Just exactly where is Crestron today? Crestron’s revenues have grown to an impressive $1.5 billion and the company employs no fewer than 2,000 people. On a revenue/employee basis, they have gone from $10,000/employee to an amazing $750,000/employee. That’s a 7,400% increase!
Klein feels he’s had a good run during his tenure at the company and with numbers like this it would be hard to argue that point.
Like a New Age Farm, This Growth was Organic
Even more impressively, this growth all came organically: “I’m more proud of the fact that we did it one customer/one sale at a time – we didn’t do it through one dollar spent on acquisition. And we did it ourselves – we didn’t hire some fancy consultants to come in and tell us what to do. We.grew.this.company.ourselves,” he said. “It is really the true meaning of organic.”
But when I pushed Klein to share with me a more personal take on his multi-decade career, he shared with me that he is proud of how much he’s learned and grown over the years. “I’m a hell of a lot smarter and better today.”
Without missing a beat, though, he goes back to the company.

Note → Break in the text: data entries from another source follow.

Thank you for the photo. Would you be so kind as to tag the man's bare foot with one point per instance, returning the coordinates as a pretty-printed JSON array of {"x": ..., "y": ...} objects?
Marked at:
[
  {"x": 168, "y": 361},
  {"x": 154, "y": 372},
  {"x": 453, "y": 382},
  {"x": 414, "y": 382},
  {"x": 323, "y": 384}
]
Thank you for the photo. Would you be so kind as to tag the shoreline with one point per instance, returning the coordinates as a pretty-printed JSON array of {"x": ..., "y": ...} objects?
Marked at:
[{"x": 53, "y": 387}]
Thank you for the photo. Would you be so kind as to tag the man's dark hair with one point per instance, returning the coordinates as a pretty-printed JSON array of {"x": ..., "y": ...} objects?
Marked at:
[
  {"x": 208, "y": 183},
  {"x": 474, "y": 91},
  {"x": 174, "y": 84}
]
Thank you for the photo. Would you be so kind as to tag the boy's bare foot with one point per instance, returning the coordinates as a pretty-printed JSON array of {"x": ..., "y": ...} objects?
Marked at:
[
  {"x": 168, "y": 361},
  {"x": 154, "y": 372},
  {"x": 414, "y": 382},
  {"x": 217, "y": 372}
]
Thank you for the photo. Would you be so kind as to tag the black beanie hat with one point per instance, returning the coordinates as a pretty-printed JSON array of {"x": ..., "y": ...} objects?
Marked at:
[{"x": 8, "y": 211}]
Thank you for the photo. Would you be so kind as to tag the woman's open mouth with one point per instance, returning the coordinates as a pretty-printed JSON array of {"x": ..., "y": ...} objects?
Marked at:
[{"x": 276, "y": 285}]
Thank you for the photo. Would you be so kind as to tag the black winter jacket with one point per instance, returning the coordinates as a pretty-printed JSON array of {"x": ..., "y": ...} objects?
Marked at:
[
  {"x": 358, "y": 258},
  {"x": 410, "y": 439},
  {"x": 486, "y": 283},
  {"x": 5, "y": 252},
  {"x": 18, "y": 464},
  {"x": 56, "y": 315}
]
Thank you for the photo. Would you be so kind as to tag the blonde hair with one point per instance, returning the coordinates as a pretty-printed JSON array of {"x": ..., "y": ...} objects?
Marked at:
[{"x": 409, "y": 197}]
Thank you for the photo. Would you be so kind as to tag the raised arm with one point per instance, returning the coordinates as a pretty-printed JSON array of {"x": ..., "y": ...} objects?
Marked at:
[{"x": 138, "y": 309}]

And while the number of buildings and machines and processing centers and warehouses are impressive, what Klein takes a lot of pride in is Crestron people…telling me:
“It just amazes me every day when I sit in on calls or join video meetings, the stuff that Crestron employees do is just absolutely phenomenal.”
This next question is probably my favorite interaction with Klein. The way he answered the question demonstrated a characteristic I noticed throughout the entire interview. He is sharp, he is quick-witted..and he can clearly think on his feet. But, he is also thoughtful and reflective – and you can see that when he often extends his answers with a much more thoughtful and nuanced response to a big question. Sort of like a boxer delivering a quick jab to the jaw to stun you, and then takes extra time to wind up a big roundhouse blow that’ll knock you out.
The question was: As you think about your 30-year career at Crestron, do you ever look back and say to yourself, “I probably should have done this differently, or maybe I should have gone a different direction there?”
Klein quickly quipped: “What do I regret? You know, I don’t think I’d change a thing and I certainly don’t have any regrets at all. I really don’t.”
But then, a short beat later, he offered a more nuanced question of himself that was actually a little closer to my original question:
“But truthfully, if I could have a ‘do-over’, what would I change? You know, I wish I could have spent more time because I’m a very fast-moving person. I wish I could have spent more time on some of the more important things that, looking back now, I know I would have been able to make an even bigger difference. But you know I am a pretty fast-paced person and I just plowed through stuff.
“And you know I think that’s what happens as you get older – you get a little more thoughtful. And I find myself sometimes thinking, geez, I wish I would have spent more time with that person…I wish I would have handled this situation a little bit differently, knowing what I know now.”